Within the last decade, distinct CRASPs interacting with human CFH have been identified among additional borrelial species including B. afzelii, B. spielmanii, B. garinii, B. bavariensis, B. lusitaniae, B. valaisiana, B. bissettii, B. andersonii, B. turdi, B. tanukii, and B. japonica (Alitalo et al., 2001, Alitalo et al., 2005, Bhide et al., 2009, Dieterich et al., 2010, Herzberger et al., 2007, Kraiczy et al., 2001a, McDowell et al., 2003, Metts et al., 2003, Stevenson et al., 2002, van Burgel et al., 2010, Wallich et al., 2005). Some of these molecules can bind different animal CFH molecules, suggesting that these proteins share identical or similar mechanisms to interact with the key inhibitor of the alternative pathway of diverse hosts, e.g. mouse, rat, dog, sheep, cattle, horse, cat, pig, goat, and chicken (Alitalo et al., 2004, Bhide et al., 2009, Haupt et al., 2007, Hovis et al., 2006, Rogers and Marconi, 2007, Stevenson et al., 2002, van Burgel et al., 2010).

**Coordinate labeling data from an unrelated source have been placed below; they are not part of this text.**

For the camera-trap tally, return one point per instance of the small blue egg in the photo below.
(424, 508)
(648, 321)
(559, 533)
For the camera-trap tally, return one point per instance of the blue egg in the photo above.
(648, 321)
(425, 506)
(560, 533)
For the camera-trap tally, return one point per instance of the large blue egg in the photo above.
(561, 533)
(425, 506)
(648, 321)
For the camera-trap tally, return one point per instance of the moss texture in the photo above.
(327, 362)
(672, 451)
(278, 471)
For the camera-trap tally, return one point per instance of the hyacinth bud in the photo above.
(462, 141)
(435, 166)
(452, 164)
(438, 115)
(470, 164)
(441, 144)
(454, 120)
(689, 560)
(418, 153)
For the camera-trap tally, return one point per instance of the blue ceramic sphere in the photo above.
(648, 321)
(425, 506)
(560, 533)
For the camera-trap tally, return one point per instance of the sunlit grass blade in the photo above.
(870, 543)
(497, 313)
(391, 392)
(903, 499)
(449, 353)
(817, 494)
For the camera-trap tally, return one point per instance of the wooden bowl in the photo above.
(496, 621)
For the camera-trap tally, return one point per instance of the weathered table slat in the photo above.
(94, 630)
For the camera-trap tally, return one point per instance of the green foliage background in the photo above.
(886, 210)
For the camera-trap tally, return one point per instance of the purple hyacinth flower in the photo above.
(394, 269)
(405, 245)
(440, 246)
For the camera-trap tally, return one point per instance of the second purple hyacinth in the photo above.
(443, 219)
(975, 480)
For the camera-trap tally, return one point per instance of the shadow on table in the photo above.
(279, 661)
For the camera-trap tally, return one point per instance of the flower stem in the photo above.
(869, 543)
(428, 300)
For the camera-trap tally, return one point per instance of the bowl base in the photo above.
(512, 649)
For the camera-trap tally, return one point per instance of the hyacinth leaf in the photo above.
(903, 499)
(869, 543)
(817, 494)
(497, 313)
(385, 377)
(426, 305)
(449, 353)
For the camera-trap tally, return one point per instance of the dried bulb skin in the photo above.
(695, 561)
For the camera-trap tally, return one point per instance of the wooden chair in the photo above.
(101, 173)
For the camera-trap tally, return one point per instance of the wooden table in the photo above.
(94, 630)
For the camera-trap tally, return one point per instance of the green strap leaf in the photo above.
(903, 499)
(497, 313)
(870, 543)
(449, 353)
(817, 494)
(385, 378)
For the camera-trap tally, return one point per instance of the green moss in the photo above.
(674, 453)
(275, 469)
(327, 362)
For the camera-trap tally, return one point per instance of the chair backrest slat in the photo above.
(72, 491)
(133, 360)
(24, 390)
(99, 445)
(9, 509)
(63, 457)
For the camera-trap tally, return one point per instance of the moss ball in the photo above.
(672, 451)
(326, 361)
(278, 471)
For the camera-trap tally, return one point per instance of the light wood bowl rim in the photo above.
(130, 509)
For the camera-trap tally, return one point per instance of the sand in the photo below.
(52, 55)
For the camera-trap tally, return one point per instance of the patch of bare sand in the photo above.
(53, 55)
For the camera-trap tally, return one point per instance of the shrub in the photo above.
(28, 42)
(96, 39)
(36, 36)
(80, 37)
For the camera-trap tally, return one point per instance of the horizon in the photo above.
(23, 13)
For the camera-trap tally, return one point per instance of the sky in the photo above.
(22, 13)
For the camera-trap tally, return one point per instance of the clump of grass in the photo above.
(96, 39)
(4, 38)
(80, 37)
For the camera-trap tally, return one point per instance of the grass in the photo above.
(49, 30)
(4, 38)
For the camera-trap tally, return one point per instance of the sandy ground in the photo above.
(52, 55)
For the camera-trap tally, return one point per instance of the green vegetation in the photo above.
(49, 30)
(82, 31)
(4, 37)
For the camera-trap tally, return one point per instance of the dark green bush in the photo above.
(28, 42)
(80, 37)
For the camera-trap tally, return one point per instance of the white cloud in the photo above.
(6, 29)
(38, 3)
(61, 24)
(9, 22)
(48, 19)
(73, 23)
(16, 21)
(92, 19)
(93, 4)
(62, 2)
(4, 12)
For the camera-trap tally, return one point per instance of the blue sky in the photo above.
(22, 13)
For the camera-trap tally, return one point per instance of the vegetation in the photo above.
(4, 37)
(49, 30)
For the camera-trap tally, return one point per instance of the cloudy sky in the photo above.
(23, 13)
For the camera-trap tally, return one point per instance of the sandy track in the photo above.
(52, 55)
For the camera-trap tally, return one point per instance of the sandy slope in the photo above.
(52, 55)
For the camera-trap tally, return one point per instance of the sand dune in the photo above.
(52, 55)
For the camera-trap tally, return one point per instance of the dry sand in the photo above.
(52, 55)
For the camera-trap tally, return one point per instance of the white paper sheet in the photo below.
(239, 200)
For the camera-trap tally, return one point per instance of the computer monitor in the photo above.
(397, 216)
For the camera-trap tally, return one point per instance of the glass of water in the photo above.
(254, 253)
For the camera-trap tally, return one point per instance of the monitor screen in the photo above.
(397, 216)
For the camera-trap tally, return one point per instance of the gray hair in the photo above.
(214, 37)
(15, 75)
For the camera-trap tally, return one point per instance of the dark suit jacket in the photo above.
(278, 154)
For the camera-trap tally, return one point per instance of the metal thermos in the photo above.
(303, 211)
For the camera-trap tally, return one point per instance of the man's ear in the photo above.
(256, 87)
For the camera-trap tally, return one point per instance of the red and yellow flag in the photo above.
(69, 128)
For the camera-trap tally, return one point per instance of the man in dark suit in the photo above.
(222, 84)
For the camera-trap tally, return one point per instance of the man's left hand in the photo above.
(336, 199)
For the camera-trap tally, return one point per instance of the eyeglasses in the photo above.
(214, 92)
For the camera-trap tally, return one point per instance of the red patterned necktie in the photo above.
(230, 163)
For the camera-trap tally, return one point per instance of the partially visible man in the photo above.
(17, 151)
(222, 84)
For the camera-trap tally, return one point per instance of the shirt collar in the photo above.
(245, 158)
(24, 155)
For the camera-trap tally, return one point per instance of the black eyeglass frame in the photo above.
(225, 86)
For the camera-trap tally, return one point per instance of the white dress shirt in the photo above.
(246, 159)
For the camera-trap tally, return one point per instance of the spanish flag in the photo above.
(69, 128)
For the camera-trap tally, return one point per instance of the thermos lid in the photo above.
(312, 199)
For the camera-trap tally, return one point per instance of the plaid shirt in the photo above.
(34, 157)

CFH and FHL1 are the key fluid-phase regulatory proteins of the alternative pathway of complement. Both glycoproteins control complement activation at the level of C3b by competing with factor B for binding to C3b, accelerating the decay of the C3 convertase (decay-accelerating activity), and acting as cofactors for factor I-mediated degradation of C3b (Zipfel and Skerka, 2009). The CFH protein family also consists of additional 6 factor H-related proteins (CFHR): CFHR1, CFHR2, CFHR3, CFHR4A, CFHR4B, and CFHR5. All share high degrees of similarity at their carboxy-termini with the carboxy-terminal short consensus repeats (SCRs) 18–20 of CFH (Józsi and Zipfel, 2008, Zipfel et al., 1999, Zipfel and Skerka, 2009). CFHR1 regulates complement at the level of C5 by inhibiting C5 convertase activity and assembly of the terminal membrane attack complex (Heinen et al., 2009). The biological function(s) of CFHR2 is (are) as yet unclear. Like CFH, CFHR5 displays cofactor activity for factor I-mediated inactivation of C3b, thereby inhibiting activity of the fluid-phase C3 convertase (McRae et al., 2001, McRae et al., 2005).

A variety of gene and protein names have been used for CRASP proteins in the literature, leading to some confusion about their identities and functions. One objective of this review is to clarify the nomenclature of these particular molecules.